Please review the information on your lights
You might grab them off the shelf or throw them in your online shopping basket when you first buy light chains and strands of bright pumpkins if you don't pay attention to some crucial statistics.
In order to avoid overloading a circuit, you need to be aware of the wattage of the lights. The lights' suitability for indoor or outdoor use must also be known. Using lights that are solely intended for indoor usage outside your home poses major electrical risks.
Go for safe decorations
When buying electrical decorations, examine the label to make sure they have been deemed safe for use by an organization with national acclaim.
Be careful not to pierce cords with staples or nails when attaching light strings or other lighting decorations as this could harm the insulation.

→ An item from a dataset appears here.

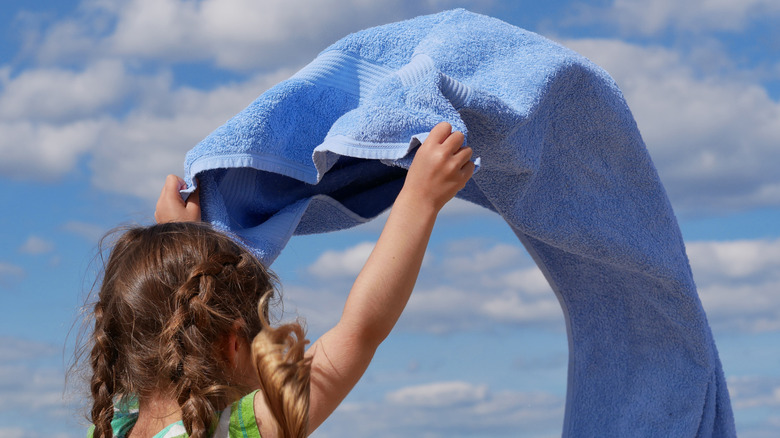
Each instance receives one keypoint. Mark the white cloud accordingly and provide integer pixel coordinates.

In a similar vein, avoid running cords through windows or entrances where they could be damaged or pinched.
Other things to know:
1: Make sure to inspect the cords for fraying or other damage before plugging them in, just like you would with any holiday lights.
2: Try to avoid crossing pathways with extension cords. To lessen trip dangers, if necessary, tape the cords securely down.
3: Before retiring to bed, extinguish all candles, deflate inflatable yard decorations, and turn off any lights.
Verify electrical wiring for usability
Electrical decorations with frayed wiring or loose plugs should not be used. You can cover the damaged shell with electrical tape if it is only slightly damaged and doesn't expose any bare wires. If not, you should have a new plug installed for you. The best course of action to reduce the risk of fire is to properly dispose of electrical Halloween decorations that are significantly damaged.
Halloween light cables should not be run across any areas where they could pose a tripping hazard. or any other location where a child or animal could get access to the wire and try to gnaw on it. Pay close attention to extension cords as well; whenever possible, we advise against using them.
When decorating, use dry plants with caution
Hay or corn stalks are frequently used as Halloween decorations. That's great, but watch out that they don't come into contact with any electrical lighting. A fire could start from a hot bulb.
Last but not least, there is absolutely no need for open flames
Why light your jack-o-lanterns with candles when doing so could cause a fire or injury? Use an LED light that is the battery- or rechargeable-powered instead. Hence, must follow all the important electrical safety guidelines mentioned above.